Wanneer is er ruimte om over begrippen als verzoening en vergeving te spreken?
Blijdorp: „De kerk wil altijd graag verzoenen. Bij seksueel misbruik is het van belang het tempo van het slachtoffer volgen. Je kunt niet zeggen: Het is een jaar geleden, nu is het wel klaar. Maar je helpt een vrouw ook niet door haar in wrok te laten zitten. Als ze in staat is een vergevingsgezinde houding te ontwikkelen, helpt haar dat bij het helingsproces.”
Seksueel misbruik in de Rooms-Katholieke Kerk staat momenteel sterk in de belangstelling. Wat leert u van wat zich daar afspeelt?

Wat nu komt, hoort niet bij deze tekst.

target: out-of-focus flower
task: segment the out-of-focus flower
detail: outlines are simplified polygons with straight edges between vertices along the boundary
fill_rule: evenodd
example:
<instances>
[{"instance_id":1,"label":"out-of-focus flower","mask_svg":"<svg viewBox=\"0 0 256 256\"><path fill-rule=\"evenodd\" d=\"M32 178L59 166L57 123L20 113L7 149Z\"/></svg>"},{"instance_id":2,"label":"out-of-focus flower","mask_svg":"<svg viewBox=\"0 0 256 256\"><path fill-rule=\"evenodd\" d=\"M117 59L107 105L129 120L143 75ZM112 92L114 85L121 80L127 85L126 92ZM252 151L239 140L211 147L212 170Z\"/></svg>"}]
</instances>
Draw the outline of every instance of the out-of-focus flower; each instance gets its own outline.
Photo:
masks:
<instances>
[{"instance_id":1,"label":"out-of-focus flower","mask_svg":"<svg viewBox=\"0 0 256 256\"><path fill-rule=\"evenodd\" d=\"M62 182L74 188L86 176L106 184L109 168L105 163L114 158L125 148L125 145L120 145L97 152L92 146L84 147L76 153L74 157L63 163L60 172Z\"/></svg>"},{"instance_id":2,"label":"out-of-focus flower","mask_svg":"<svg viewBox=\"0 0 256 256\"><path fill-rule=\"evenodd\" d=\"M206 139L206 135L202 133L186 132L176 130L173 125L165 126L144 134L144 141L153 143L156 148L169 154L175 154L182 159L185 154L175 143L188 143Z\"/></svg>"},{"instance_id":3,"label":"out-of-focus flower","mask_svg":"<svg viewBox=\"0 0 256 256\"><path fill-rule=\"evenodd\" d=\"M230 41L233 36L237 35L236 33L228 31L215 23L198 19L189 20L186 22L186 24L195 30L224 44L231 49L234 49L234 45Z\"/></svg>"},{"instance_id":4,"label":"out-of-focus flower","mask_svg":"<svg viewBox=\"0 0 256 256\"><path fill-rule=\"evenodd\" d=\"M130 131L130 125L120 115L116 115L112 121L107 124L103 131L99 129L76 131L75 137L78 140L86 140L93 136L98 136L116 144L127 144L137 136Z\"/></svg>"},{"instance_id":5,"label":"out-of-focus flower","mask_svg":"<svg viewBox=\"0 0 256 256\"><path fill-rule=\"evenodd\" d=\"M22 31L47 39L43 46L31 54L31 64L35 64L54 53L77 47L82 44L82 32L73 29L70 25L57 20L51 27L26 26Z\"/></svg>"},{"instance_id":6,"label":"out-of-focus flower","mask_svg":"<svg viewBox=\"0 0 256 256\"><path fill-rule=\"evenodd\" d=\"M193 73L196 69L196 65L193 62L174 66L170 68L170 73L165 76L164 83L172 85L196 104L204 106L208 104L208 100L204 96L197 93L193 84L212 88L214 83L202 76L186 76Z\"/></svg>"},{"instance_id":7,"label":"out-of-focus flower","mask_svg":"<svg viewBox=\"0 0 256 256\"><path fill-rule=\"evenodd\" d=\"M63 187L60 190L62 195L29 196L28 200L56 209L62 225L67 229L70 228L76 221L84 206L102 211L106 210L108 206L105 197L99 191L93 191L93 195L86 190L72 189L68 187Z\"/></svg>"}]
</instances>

Blijdorp: „Dat je misbruikzaken nooit in de doofpot moet stoppen. Het wordt steeds duidelijker dat er veel mensen op de hoogte waren van wat zich in de Rooms-Katholieke Kerk heeft afgespeeld. Wat hebben die mensen ermee gedaan? Ze hebben het gebagatelliseerd en niet meer actie ondernomen dan een pastoor of kapelaan over te plaatsen.”
Van Dongen: „Op die manier confronteer je een dader niet met zijn onvermogen, zijn niet-professionele gedrag. Hij kan er op een volgende plaats gewoon mee verder gaan. Dat is voor de slachtoffers niet goed, maar voor de daders ook niet. Het probleem moet worden aangepakt. Met een overplaatsing leert iemand zijn verkeerde gedrag niet af.”
Wat kan het meldpunt betekenen in het voorkomen van misbruik?
Blijdorp: „We besteden daar veel aandacht aan. Ik geef bijvoorbeeld al enkele jaren gastlessen aan de vrijgemaakte universiteit in Kampen, de Gereformeerde Hogeschool in Zwolle en de Christelijke Hogeschool Ede. En ik moet ook nodig naar de universiteit in Apeldoorn. Op die manier bereiken we toekomstige predikanten en pastoraal werkers.”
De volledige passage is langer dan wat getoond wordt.